FIRST, LET US LOOK AT HER MR in which she argued that Judge Buenaventura erred in (1) evaluating the prosecution’s evidence by using the wrong legal standards of “prima facie” (meaning “on its face”) and “probable cause,” instead of the correct legal standard of “strong evidence of guilt” as required by the Constitution; (2) relying “absolutely and completely” on the direct examination of the prosecution’s “convict-witnesses” without regard to their cross-examination”; (3) failing to discuss “the inherent unreliability and incredibility of the convict witnesses … (who had been) adjudged with finality of having committed crimes involving moral turpitude”; and (4) refusing to believe Benjamin Magalong, “the only credible witness of the Prosecution” who testified effectively that De Lima was merely performing her duties as secretary of justice in purging the National Bilibid Prison of drug trading.

SECOND, HER MR ALLEGED THAT THE TRIAL JUDGE COMMITTED GRAVE ABUSE OF DISCRETION in (1) ignoring “numerous legal sanctions against criminal convicts as witnesses and, despite all these, declare[d] them credible”; (2) admitting testimonies that were “clearly” hearsay “in violation of the accused right to confront and cross-examine the witnesses”; (3) belittling the humanitarian issues, including her being “hypertensive and diabetic on top of other conditions like cervical spondylosis characterized by chronic neck pain and severe headaches”; (4) dismissing the hostage happening for being “an isolated incident” without considering that she “has suffered long enough (imprisonment), with an incident that almost killed her to top it off”; and (5) in disbelieving that she is not a flight risk at all “by reason of her stature in society, her public record, her reputation for integrity … overall good moral character, advanced age, frail health, and most especially … the charges are due to political persecution.”
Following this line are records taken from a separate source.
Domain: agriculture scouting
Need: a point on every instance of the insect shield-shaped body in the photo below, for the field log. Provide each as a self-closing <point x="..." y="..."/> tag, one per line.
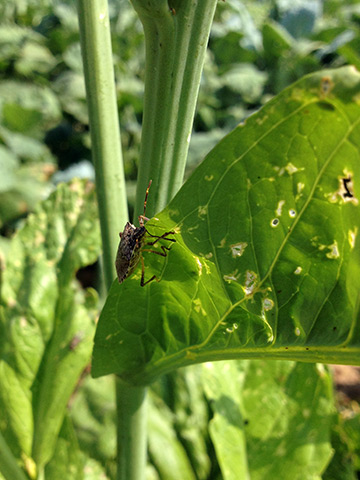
<point x="128" y="254"/>
<point x="132" y="241"/>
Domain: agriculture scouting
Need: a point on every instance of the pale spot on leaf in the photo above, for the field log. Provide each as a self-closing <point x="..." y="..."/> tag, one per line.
<point x="238" y="249"/>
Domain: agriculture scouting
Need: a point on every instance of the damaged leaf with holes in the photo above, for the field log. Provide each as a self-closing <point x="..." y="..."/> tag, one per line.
<point x="266" y="260"/>
<point x="47" y="324"/>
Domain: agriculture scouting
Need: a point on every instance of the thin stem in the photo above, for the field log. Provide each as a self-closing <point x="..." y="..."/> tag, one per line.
<point x="104" y="126"/>
<point x="132" y="419"/>
<point x="8" y="464"/>
<point x="176" y="39"/>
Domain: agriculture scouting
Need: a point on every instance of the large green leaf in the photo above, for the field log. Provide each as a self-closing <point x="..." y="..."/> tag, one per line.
<point x="266" y="260"/>
<point x="46" y="320"/>
<point x="271" y="419"/>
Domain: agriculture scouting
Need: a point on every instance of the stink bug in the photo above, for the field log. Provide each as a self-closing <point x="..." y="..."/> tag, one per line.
<point x="132" y="241"/>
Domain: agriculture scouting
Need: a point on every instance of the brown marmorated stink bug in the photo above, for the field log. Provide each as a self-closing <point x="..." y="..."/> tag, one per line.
<point x="131" y="246"/>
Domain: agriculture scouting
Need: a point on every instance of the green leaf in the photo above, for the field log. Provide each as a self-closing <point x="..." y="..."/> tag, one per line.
<point x="271" y="419"/>
<point x="68" y="461"/>
<point x="27" y="108"/>
<point x="46" y="320"/>
<point x="162" y="438"/>
<point x="265" y="262"/>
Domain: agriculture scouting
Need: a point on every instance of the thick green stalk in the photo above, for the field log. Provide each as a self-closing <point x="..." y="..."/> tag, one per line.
<point x="110" y="184"/>
<point x="104" y="126"/>
<point x="176" y="39"/>
<point x="131" y="434"/>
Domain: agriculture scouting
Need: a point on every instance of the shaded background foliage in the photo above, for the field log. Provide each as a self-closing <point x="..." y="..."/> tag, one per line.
<point x="256" y="49"/>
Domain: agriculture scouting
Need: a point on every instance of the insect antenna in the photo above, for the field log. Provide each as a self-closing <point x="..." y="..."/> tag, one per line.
<point x="142" y="217"/>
If the MR is denied, these claims of grave abuse can be the bases of a petition for certiorari in the Court of Appeals or the Supreme Court to secure her bail. Legally, an MR gives the lower court a chance to correct the alleged abuse and is a prerequisite before certiorari can prosper in an appellate tribunal.

HER THIRD ROUTE IS A PETITION FOR HABEAS CORPUS direct to the Supreme Court, provided her lawyers can demonstrate that the facts in her case are on all fours with those in Reyes v. Director (Jan. 17, 2023). Normally, persons detained by reason of a court order, like De Lima, cannot be freed via habeas corpus. However, as an exception, Gigi Reyes was freed because her lawyer, Estelito P. Mendoza, was able to show that her custody had become “vexatious, capricious, and oppressive amounting to an infringement of the constitutional right to speedy trial.”

On this exception, I wrote a column on Jan. 30 titled “Gigi freed, Leila next?” challenging De Lima’s lawyers to follow suit but they preferred to follow the conventional route of a petition for bail in the trial court, instead of the speedy and unconventional remedy of habeas corpus in the highest court.

HER FOURTH ROUTE IS A RELENTLESS PURSUIT OF THE TRIAL ON THE MERITS of her third case to secure her permanent freedom via an acquittal, not just temporary liberty via bail or habeas corpus. If De Lima’s counsels had been able to secure acquittals in her two illegal drugs cases, they should be able to do it again in the third, especially now that her case has caught the attention of the Supreme Court and the court administrator.

True, the prosecution had announced its intention to present 20 more witnesses; however, it is equally true that the trial judge has the prerogative, after due process, to limit their number. However, with the inhibition of Judge Buenaventura, the new presiding magistrate may need more than nine months to study, conduct trials on, and finish the case.

To conclude: Of these four routes, I believe the most important is the fourth because victory will entitle De Lima to permanent and complete freedom, whereas in the first three, victory will entitle her merely to temporary liberty pending her trial. The great challenge to her lawyers is to secure her acquittal because of her innocence, not merely because of reasonable doubt on her guilt.